Por: Bache3000
La Comisión de Economía del Concejo Municipal de Bariloche se reunió este lunes para analizar el proyecto de ordenanza 476/25, que busca establecer por norma municipal la tarifa residente del Transporte Urbano de Pasajeros, actualmente vigente apenas por una resolución del intendente Walter Cortés que puede ser revocada en cualquier momento. La presidenta de la comisión, Mari Coronado, condujo el encuentro al que asistieron los concejales Roxana Ferreyra, Lucas Pérez, Julieta Wallace, Tomás Hercingonja, Facundo Villalba, Juan Pablo Ferrari y Samanta Echenique.
El proyecto apunta a consagrar en ordenanza el descuento del 25% sobre la tarifa plana de las tres primeras secciones del servicio para los residentes permanentes de Bariloche, que hoy pagan un boleto base de 2.045 pesos. Pero la propuesta va más allá: también reclama que ese beneficio se extienda a la línea 55, que une la ciudad con el Cerro Catedral, y a la línea 72, que conecta con el aeropuerto, dos ramales que actualmente no contemplan tarifa diferencial para vecinos y donde el pasaje a Catedral supera los 7.000 pesos.
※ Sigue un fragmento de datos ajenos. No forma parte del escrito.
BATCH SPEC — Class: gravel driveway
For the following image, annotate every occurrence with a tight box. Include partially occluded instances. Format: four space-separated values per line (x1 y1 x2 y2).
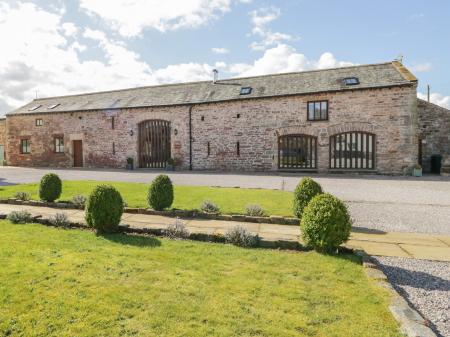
0 167 450 235
376 257 450 337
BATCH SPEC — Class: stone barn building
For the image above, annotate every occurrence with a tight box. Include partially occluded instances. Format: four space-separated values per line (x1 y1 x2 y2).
0 61 450 174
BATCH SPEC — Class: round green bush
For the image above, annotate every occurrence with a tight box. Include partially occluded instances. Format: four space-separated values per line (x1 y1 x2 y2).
39 173 62 202
148 174 173 211
85 185 123 233
294 177 322 220
300 193 352 253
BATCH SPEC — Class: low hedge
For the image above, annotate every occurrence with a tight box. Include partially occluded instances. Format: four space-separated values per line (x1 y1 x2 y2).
300 193 352 253
39 173 62 202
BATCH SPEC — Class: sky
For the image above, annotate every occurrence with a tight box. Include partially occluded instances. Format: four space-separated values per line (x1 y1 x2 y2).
0 0 450 115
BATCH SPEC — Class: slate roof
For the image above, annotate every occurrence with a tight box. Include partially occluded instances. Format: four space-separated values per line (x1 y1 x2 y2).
7 61 417 115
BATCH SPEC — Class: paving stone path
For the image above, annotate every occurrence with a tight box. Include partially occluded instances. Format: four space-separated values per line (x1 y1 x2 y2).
0 204 450 261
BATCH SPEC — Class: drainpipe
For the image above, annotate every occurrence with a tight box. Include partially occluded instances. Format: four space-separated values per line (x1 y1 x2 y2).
189 105 193 171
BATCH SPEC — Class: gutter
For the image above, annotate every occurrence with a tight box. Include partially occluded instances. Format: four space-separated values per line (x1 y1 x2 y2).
189 105 194 171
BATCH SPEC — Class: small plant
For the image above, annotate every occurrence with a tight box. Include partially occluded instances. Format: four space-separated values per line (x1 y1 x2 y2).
85 185 123 233
300 193 352 253
147 174 173 211
245 204 266 216
6 211 33 224
49 213 70 227
72 194 86 208
39 173 62 202
164 218 190 239
293 177 322 220
200 200 220 214
225 226 259 247
14 192 31 201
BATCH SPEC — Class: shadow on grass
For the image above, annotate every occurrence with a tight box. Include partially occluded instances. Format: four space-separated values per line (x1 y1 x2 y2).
100 233 161 247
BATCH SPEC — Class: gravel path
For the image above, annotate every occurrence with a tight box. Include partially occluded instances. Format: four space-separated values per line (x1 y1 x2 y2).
375 257 450 337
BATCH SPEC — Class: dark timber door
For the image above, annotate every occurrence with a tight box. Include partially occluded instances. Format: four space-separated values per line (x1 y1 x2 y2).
278 135 317 170
139 120 170 168
72 140 83 167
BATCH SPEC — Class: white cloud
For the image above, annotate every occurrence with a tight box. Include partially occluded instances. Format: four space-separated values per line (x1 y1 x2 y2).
411 62 433 73
250 7 298 51
417 92 450 109
229 44 353 76
0 2 358 114
211 48 230 54
61 22 78 36
80 0 231 37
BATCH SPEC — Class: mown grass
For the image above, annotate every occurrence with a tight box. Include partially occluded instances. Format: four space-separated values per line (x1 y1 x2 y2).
0 221 400 337
0 180 293 216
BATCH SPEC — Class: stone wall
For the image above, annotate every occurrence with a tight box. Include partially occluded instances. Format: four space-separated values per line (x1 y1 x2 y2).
7 86 418 174
192 87 418 174
7 107 189 169
418 99 450 172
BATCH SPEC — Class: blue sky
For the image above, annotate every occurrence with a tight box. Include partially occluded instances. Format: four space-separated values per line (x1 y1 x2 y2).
0 0 450 114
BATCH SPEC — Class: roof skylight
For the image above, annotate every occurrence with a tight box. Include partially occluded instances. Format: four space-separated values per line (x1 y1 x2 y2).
28 104 42 111
240 87 252 95
343 77 359 85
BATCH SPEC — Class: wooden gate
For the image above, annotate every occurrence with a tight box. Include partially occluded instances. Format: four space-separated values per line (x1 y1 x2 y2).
139 119 170 168
72 140 83 167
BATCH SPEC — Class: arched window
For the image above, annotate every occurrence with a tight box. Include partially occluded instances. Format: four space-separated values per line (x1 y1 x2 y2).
330 131 375 170
278 135 317 170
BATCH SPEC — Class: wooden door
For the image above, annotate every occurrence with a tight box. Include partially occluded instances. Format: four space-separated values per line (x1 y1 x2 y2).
0 145 5 166
139 120 171 168
73 140 83 167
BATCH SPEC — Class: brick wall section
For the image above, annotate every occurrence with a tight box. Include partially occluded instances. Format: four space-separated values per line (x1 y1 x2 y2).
0 118 6 145
0 118 6 165
7 86 418 174
8 107 189 168
418 99 450 172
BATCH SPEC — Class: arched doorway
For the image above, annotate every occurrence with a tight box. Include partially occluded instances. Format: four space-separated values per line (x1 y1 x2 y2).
278 134 317 170
138 119 171 168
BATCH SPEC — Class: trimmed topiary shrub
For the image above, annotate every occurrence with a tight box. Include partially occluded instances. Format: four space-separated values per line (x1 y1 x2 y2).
225 225 259 247
200 200 220 214
293 177 322 220
148 174 173 211
300 193 352 253
48 212 70 227
14 192 31 201
72 194 86 209
39 173 62 202
85 185 123 233
245 204 266 216
164 218 190 239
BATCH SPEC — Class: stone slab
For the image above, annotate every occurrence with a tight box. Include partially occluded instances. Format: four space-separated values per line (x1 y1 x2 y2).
346 240 411 257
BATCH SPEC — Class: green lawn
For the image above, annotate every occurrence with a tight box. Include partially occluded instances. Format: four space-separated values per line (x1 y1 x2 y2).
0 181 292 216
0 221 400 337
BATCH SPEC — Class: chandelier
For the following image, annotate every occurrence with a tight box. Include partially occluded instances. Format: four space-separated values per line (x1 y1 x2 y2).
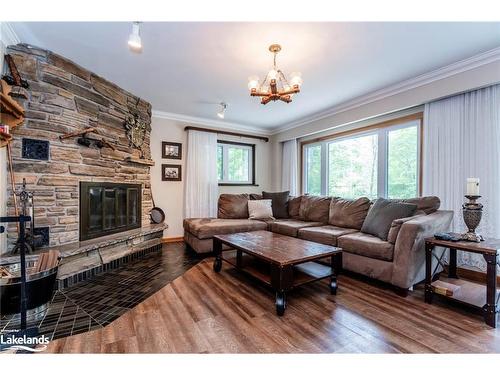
248 44 302 105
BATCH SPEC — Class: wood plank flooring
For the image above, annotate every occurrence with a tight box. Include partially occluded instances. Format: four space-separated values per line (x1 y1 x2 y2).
46 259 500 353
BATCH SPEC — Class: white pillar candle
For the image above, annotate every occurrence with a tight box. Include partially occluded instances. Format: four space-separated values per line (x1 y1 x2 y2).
466 177 479 195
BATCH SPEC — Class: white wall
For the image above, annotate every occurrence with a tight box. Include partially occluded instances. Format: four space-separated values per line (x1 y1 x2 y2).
271 59 500 194
151 117 272 237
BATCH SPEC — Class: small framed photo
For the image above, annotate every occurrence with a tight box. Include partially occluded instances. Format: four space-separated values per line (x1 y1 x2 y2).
161 164 182 181
161 142 182 160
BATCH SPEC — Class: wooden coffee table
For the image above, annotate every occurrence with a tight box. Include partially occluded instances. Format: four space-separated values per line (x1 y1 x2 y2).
213 231 342 316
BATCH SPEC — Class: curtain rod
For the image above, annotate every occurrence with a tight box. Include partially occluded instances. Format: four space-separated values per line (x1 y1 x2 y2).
184 126 269 142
La discusión no se limitó a los artículos del proyecto. Ferreyra aprovechó el debate para trazar un diagnóstico durísimo sobre la relación entre el gobierno municipal y la empresa concesionaria Amancay (Mi Bus), y apuntó directamente contra la gestión de Cortés. "Desde que tengo uso de razón, nunca hubo tanto conflicto con una empresa de transporte como con la Amancay", afirmó la concejal, y enumeró una serie de irregularidades acumuladas: colectivos que se prenden fuego en circulación, frecuencias incumplidas, pasajeros agredidos a bordo y una opacidad total sobre el destino de los subsidios municipales que recibe la firma.
Uno de los ejes centrales del proyecto es precisamente ese: sacarle al Ejecutivo la potestad discrecional sobre el beneficio. "El boleto residente no es algo que estamos discutiendo a partir de hoy, se viene discutiendo hace muchos años, y hoy depende de que el intendente quiera mantenerlo", advirtió Ferreyra. La concejal también denunció que el sistema presenta fallas concretas en su aplicación: los vecinos que pagan el boleto con tarjeta de débito no acceden al descuento residente y terminan abonando la tarifa plena, un problema que, señaló, nadie en el Ejecutivo parece dispuesto a resolver.
La opositora también cuestionó la falta de transparencia en el manejo de los subsidios que el municipio transfiere a Amancay. Según explicó, la estructura de costos presentada por la empresa no detalla a qué rubros se destinan esos fondos, y el Concejo no tiene forma de verificarlo. "Ni hoy, ni el año pasado, ni hace nueve años sabemos adónde van los subsidios", afirmó, y recordó que en el pasado el municipio entregaba combustible como subsidio en especie, mientras que ahora lo hace en efectivo sin ningún tipo de rendición de cuentas.
El debate también sacó a la luz una disputa de fondo sobre el rol del Estado frente a la empresa concesionaria. Ferreyra recordó que el propio Concejo sancionó una ordenanza para incorporar a vecinos en la Comisión de Seguimiento de Transporte, pero que el Ejecutivo municipal la vetó. "No piensan en los vecinos, piensan en la empresa", disparó la concejal, y cerró su intervención con una pregunta que funcionó como síntesis de toda la discusión: "¿Estamos con los vecinos o estamos con la empresa?"
Al cierre del debate, el proyecto quedó en análisis y continuará siendo discutido en la próxima reunión de la comisión. Ferreyra no dejó lugar a dudas sobre su posición: "Yo estoy acá para defender el 25% que quede por ordenanza, no a criterio del intendente. Esa es la discusión."